HS.model <- ' visual  =~ x1 + x2 + x3 
              textual =~ x4 + x5 + x6
              speed   =~ x7 + x8 + x9'

fit1 <- cfa(HS.model, data=HolzingerSwineford1939)

Two options for graphing it. Option 1 is graph_sem() from the tidySEM package.

tidySEM::graph_sem(fit1)

Option 2 is from the easystats suite

plot(parameters::parameters(fit1))
## Using `sugiyama` as default layout

7.2.2 Bayes stuff

Quick highlights here of my favorite functions from this package. See (ha) the full package overview at this link

You can adjust the colors of the figures by setting them yourself (with scale_fill_manual), or by using the appropriate scale_fill command

7.2.2.1 Probability of Direction (Pd) figure

Use plot(pd()) to visualize the Probability of Direction index.

plot(bayestestR::pd(fit1))+
  scale_fill_manual(values=c("#FFC107", "#E91E63"))+ 
  theme_classic()+
  theme(plot.title = element_text(hjust = 0.5, size = 14, face = "italic"))

7.2.2.2 ROPE figure

plot(fit1, rope_color = "grey70")+
  gameofthrones::scale_fill_got_d(option = "white_walkers") 
# scale_fill_manual(values = c("gray75","red")

ROPE tests are plots of distributions, and therefore use scale_fill_xyz_d commands. (the ‘d’ stands for ‘discrete’). You can use any scale theme color set from any package, as long as it ends in _d

values=c(“#FFC107”, “#E91E63”) is the default bayestestR theme colors from their website

7.2.2.3 Bayes factor models comparison figure

plot(bayesfactor_models(Thesis_Model,discount_model))+
  scale_fill_flat(palette = "complement" , reverse = TRUE)+ # scale color adjustment

7.2.3 Histograms and density curves

Since I use these so often I figure they deserve their own special section.

Basic histograms can be built with the following code:

ggplot(data = mtcars, aes(x=cyl)) + 
  geom_histogram(binwidth = .5, colour="Black", fill="green") + # histogram
  theme_classic()

and your basic density curve with the following:

ggplot(diamonds, aes(x=price)) + 
geom_density(alpha=.3)+ # density plot.
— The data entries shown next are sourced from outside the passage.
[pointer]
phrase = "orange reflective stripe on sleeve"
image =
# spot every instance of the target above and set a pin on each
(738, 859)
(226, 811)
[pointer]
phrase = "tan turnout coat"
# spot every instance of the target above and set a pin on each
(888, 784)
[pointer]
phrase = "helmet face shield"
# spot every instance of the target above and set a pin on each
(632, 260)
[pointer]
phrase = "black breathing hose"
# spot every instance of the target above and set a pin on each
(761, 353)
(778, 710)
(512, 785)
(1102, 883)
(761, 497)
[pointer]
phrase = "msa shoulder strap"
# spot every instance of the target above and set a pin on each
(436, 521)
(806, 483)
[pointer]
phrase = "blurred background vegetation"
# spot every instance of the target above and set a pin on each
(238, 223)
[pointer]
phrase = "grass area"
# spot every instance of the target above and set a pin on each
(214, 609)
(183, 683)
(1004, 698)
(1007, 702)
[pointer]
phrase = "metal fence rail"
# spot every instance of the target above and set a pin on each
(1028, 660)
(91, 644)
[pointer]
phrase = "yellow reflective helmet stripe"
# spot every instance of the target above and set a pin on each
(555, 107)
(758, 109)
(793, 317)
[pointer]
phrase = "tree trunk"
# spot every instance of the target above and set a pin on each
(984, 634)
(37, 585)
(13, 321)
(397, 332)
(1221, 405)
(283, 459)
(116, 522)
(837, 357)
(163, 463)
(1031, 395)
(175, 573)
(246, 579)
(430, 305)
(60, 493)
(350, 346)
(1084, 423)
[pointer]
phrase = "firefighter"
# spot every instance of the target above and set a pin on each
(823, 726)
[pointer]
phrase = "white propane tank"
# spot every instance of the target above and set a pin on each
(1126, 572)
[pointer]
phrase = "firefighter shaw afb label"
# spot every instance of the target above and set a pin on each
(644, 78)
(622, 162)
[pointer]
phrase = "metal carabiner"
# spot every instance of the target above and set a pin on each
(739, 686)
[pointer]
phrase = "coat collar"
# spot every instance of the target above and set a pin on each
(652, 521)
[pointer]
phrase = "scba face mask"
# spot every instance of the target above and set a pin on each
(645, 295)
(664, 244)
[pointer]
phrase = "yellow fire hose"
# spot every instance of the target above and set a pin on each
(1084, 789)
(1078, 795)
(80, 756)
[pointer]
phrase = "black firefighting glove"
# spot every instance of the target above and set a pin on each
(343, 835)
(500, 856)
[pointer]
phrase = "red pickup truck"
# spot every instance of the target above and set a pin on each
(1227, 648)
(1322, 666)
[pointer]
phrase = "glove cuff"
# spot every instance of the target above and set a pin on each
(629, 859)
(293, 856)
Alpha sets the transparency level of the fill.
  theme_classic()

You can also use the following code from bayestestR to build a really quick and nice density curve

plot(bayestestR::point_estimate(diamonds, centrality=c("median","mean")))+
  labs(title="Mean and Median")

7.3 Highlight specific points

The gghighlight package is great for this

# example 1
ggplot(mtcars, aes(x= mpg, y=hp))+
  geom_point()+
  theme_classic()+
  ggrepel::geom_text_repel(data = mtcars, aes(label = hp))+ # add data labels (optional)
  gghighlight::gghighlight(hp > 200) # add highlights, according to some criteria

# example 2
diamonds_abr=diamonds %>% slice(1:100)

ggplot(diamonds_abr, aes(x= cut, y= price, colour=price))+
  geom_point()+
  theme_classic()+
  ggrepel::geom_text_repel(data = diamonds_abr, aes(label = price))+ # this line labels
  gghighlight::gghighlight(cut %in% c("Very Good", "Ideal")) #this line highlights

7.4 Add labels to data points

ggplot(mtcars, aes(x= mpg, y=hp))+
  geom_point()+
  theme_classic()+
  ggrepel::geom_text_repel(data = mtcars, aes(label = hp))

ggplot(mtcars, aes(x= mpg, y=hp))+
  geom_point() + geom_text(aes(label=hp, hjust=2.5, vjust=2.5))

#geom_label(aes(label = scales::comma(n)), size = 2.5, nudge_y = 6)

7.5 Plotting multiple graphs at once

see::plots() is good for this.

print("temp")
## [1] "temp"

7.6 Change the colors (bars; columns; dots; etc.)

This can be done in at least two different ways, depending on your goal.

To change the fill color by factor or group, add fill = ___ within the aes() command. If you want to add color and/or fill to a continuous variable, do that within the geom_density() command.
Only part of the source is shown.